In the space of a week, I got to sit in a theater room to watch The Little Mermaid and Spider-Man: Across the Spider-Verse on the day they premiered, and this sequence of events could not have been more opportune.
While I did find The Little Mermaid to be a worthwhile adaptation of the 1989 original, and we wouldn’t have gotten the gift of Halle Bailey as Ariel without this take, the film is still representative of Disney’s recent strange obsession with turning all its animated classics into live-action. If I had a penny for every time that strategy worked in their favor, I wouldn’t be very rich at all.
Most of the time these remakes are forgettable, sometimes they’re downright awful, and every single time they can’t hold a candle to the success and cultural impact of the originals, or even recent animated efforts by Disney like Frozen, Moana, Encanto, or Pixar’s Coco. The need to produce these films doesn’t even come from an interest in introducing them to a new audience through modern perspectives, because if that was the case, why make a live-action adaptation of 2016’s Moana, which hasn’t even had the time to become a classic?
At their most cynical, Disney’s live-action remakes are cash grabs, but they’re also symptomatic of a wider disrespect for animation as a medium. These classics, which defined a generation and built Disney’s brand as we know it today, are being treated like stepping stones on a path to make “real” cinema. And this is true of the film industry at large. Animation is contained in its own category, rarely allowed a place in the big leagues, no matter how incredible the films are.
Well, Spider-Man: Across the Spider-Verse has something to say about that. Sony Pictures Animation was gentle enough to give Disney a week to state its case for why live-action reimaginings are worth our time, only to completely obliterate the debate with an insanely well-crafted, awe-strikingly designed, and incredibly sensitive animated movie. What better way to prove that animation is just as worthwhile and prestigious as any other form of filmmaking than to deliver a movie of this caliber just days after Disney churned out another remake of one of the most popular animated movies of all time?

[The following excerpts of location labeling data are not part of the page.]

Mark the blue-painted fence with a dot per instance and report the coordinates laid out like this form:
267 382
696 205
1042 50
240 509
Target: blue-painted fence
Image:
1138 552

Sony is doing incredible things with a medium that’s freer and more fruitful than any other and yet is often seen as lesser than or, God forbid, a children’s genre. The Spider-Verse films are pushing cinematic boundaries while creating new standards. They’re crafty and ingenious passion-filled projects begging to be seen, heard, and lauded the same way any other film as well-made as they are would be.
The Little Mermaid is great, especially compared to past Disney live-action attempts, but the sheer reason for it to exist is a disservice to a form that has brought the company so much glory and magic in the past. Thankfully, movies like Spider-Man: Across the Spider-Verse are here to remind us that animation is, was, and will always be the most spectacular kind of filmmaking there is.